BishopAccountability.org
 
  Hearing Bodes Well for Botsford
Confirmation Seen for High Court Post

By Stephanie Ebbert
Boston Globe
August 30, 2007

http://www.boston.com/news/local/articles/2007/08/30/hearing_bodes_well_for_botsford/

Suffolk Superior Court Judge Margot Botsford earned plaudits for her experience, intelligence, and integrity, but some of her criminal sentences were criticized as excessively lenient yesterday by several members of the Governor's Council reviewing her candidacy for the state's highest court.

Nonetheless, it appears likely that the 60-year-old jurist will be confirmed to the Supreme Judicial Court when the Governor's Council votes tomorrow. Botsford, nominated to the post by Governor Deval Patrick last month, needs only a majority vote of the eight-member council; three members openly pledged their support during yesterday's confirmation hearing, and even her fiercest interrogators on the council declined to say they would vote against her.

During a hearing on her judicial nomination, Botsford was pressed to explain why in October 2005 she sentenced a former Catholic priest who had molested five boys to eight to 11 years in prison. Prosecutors had sought a sentence of 12 to 15 years, while defense lawyers asked for five to eight years.
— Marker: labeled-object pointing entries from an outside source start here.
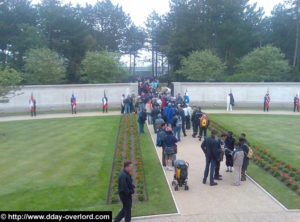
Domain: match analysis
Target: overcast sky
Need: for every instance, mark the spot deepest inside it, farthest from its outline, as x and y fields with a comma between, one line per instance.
x=140, y=9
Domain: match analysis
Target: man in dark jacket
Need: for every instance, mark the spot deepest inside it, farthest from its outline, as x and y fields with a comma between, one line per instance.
x=142, y=118
x=181, y=113
x=229, y=144
x=126, y=189
x=162, y=134
x=245, y=145
x=212, y=153
x=196, y=116
x=221, y=146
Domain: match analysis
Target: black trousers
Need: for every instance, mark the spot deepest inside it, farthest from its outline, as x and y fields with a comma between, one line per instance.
x=183, y=127
x=266, y=108
x=195, y=129
x=202, y=131
x=126, y=210
x=188, y=122
x=217, y=169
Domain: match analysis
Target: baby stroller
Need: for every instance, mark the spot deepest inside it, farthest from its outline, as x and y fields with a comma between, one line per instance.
x=180, y=175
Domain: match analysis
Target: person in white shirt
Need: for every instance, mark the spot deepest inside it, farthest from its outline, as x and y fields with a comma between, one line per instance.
x=230, y=101
x=122, y=104
x=187, y=112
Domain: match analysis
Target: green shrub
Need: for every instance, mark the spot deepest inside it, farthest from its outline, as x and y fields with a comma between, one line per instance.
x=295, y=187
x=141, y=197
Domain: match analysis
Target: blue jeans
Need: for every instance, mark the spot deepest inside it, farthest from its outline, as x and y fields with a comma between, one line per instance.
x=149, y=118
x=141, y=128
x=212, y=163
x=177, y=131
x=127, y=109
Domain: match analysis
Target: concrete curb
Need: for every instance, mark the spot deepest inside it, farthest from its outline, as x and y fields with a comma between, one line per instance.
x=170, y=188
x=272, y=197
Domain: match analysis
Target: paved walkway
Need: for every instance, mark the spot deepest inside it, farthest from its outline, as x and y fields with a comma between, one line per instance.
x=223, y=202
x=204, y=203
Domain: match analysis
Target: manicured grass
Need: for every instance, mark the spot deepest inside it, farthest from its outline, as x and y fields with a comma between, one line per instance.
x=280, y=135
x=65, y=164
x=278, y=190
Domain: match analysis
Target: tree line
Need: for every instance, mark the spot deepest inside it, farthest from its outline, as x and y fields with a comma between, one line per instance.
x=52, y=43
x=198, y=40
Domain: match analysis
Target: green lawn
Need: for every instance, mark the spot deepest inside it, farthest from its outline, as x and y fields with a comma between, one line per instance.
x=65, y=164
x=280, y=135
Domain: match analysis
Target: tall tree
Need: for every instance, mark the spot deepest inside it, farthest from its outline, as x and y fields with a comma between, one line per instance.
x=43, y=66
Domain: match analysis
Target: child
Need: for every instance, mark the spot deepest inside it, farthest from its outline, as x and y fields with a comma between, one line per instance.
x=238, y=158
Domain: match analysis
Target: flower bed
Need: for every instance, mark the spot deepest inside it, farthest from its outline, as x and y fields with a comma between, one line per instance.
x=271, y=164
x=128, y=148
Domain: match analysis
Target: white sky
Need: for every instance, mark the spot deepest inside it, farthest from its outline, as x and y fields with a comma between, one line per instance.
x=140, y=9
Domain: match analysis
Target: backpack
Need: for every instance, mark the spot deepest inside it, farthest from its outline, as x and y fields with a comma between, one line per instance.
x=179, y=122
x=203, y=121
x=250, y=153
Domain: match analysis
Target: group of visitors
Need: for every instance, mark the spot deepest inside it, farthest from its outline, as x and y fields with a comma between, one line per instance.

Botsford said that the defendant, Robert Burns, was 59 years old, and that the abuse had taken place 15 to 25 years earlier.

In the interim, she said, the former priest had served prison time in New Hampshire, undergone extensive sexual abuse counseling, and offered to plead guilty to spare his victims a trial.

"Although I can never predict with certainty what someone's future will be, I did feel that, if anyone had made a genuine effort to change his behavior and to rehabilitate himself, this was that person," she said.

Even in hindsight, she said, she would not change her sentence, based on the facts presented. However, she said, she would not today seal records in such cases, as she did in the child rape case against the Rev. Richard O. Matte, one of five priests whose settlements with victims were hidden from the public until the Globe's Spotlight team uncovered them in 2002.

During questioning, Botsford said she sealed the records only because the victim had also requested it.

"I would not do so anymore," she added. "What we have learned over time is that the sealing of records . . . does have a potential for hiding information that may be useful thereafter."

While her questioners depicted her as soft on crime, fans in the legal community say that Botsford's rulings defy politics or a tendency to favor the defense or the prosecution.

First Assistant Suffolk District Attorney Joshua Wall testified that prosecutors and defense lawyers alike consider the judge to be in the mainstream, issuing sentences that are sometimes considered too harsh, and sometimes too lenient. On the state's highest court, he pointed out, she will not be in a position to sentence criminals.

"Judge Botsford is a judge's judge," said US District Court Judge Patti B. Saris. "She's straight down the middle. She's smart, and she's fair."

Still, her political leanings provided a constant backdrop for the hearing. Botsford, of Jamaica Plain, was nominated for her current judgeship by Governor Michael S. Dukakis in 1989, when S. Stephen Rosenfeld, her husband, was the governor's chief of staff. Rosenfeld, who also worked for Dukakis as legal counsel, recently drew scrutiny when the Boston Herald reported that he gave three times the legal limit to Patrick's campaign last year.

"His political contributions are not something that we discuss," Botsford said, in response to questioning. "We are two separate people. He doesn't control what I do. I don't control what he does."

Her husband also gave $600 last year, $100 more than permitted, to Lieutenant Governor Timothy P. Murray, who holds a tie-breaker vote on the Governor's Council. In a break with his predecessors, Murray presided over yesterday's hearing, as he did with other recent nomination hearings.

Two councilors pressed Botsford to define judicial activism, the catch phrase opponents have used to deride the jurists who legalized same-sex marriage, and to clarify whether she considers herself a judicial activist. Botsford told the panel that she does not.

Councilor Mary-Ellen Manning also grilled Botsford on whether she viewed herself as a strict constructionist, a judge who sticks to a strict interpretation of constitutional language.

"I do think the constitution is something one needs to interpret in the context of the present," Botsford said. "I do not think its provisions were cast in concrete."